要は、市議会で「不当な発言取消」について質問したけど答弁・反論がなかったのでオレ様の勝ちという話のようです。


SLAPP(Strategic Lawsuit Against Public Participation=市民の言論・政治参加を妨害するために意図的に起こす訴訟)という現代的形態の言論封殺を繰り返していると言われてもしかたのない人たちが、例によって自分たちの主張を正当化するためだけにろくろく考えずに「戦前並み」という大仰な表現を使っているのも驚きですが、これ、本当に勝ったんでしょうか。
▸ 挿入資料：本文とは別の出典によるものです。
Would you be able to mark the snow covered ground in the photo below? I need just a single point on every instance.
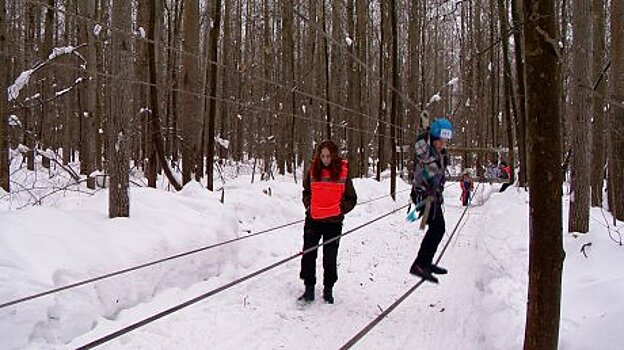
(480, 305)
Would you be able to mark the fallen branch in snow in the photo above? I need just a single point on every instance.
(41, 102)
(618, 241)
(69, 170)
(583, 248)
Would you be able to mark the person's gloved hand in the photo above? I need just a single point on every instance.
(412, 216)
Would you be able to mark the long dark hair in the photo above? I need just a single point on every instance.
(317, 164)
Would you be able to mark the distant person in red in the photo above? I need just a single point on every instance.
(505, 173)
(467, 187)
(328, 194)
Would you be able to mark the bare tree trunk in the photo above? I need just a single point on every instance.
(190, 85)
(394, 109)
(328, 107)
(616, 134)
(381, 126)
(543, 105)
(45, 122)
(157, 150)
(581, 111)
(211, 79)
(509, 89)
(89, 91)
(118, 124)
(4, 72)
(516, 10)
(288, 67)
(598, 154)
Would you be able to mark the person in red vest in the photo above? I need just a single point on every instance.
(328, 194)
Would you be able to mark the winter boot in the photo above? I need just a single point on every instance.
(437, 270)
(327, 295)
(423, 273)
(308, 295)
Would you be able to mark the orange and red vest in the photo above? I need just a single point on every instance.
(327, 193)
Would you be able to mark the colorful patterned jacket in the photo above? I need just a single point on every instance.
(429, 171)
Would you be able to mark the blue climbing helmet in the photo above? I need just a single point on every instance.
(441, 129)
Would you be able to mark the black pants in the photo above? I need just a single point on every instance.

まあ個人的には、「朝木明代議員殺害事件」と言いたい人には言わせておいて、議事録で「殺害」にカギカッコでもつけてればいいのではないかと思いますが。


しかし「破綻」しているのが矢野「市議」の論理であることはだれの目にも明らかなんですよね。


昨年(2007年)6月20日の東京高裁判決で、「少なくとも被控訴人が本件のアザを他殺を疑わせる証拠となるようなものであると信じたことについて、相当な理由があるというべきである」という判示認定がなされた
  ↓
だから「朝木明代議員が何者かによって東村山駅東口のビル上層階から何者かによって落とされて殺害されたのは明白」(注・「何者かによって」が繰り返されているのは原文ママ


ここにものすごい論理の飛躍があることは一目瞭然です。おはら汁の記事で指摘されているように、東京高裁は 「矢野が他殺だと思ってもしょうがないかもね」と言っているだけで、「朝木明代議員は何者かによって殺害された」とは一言も言っていません。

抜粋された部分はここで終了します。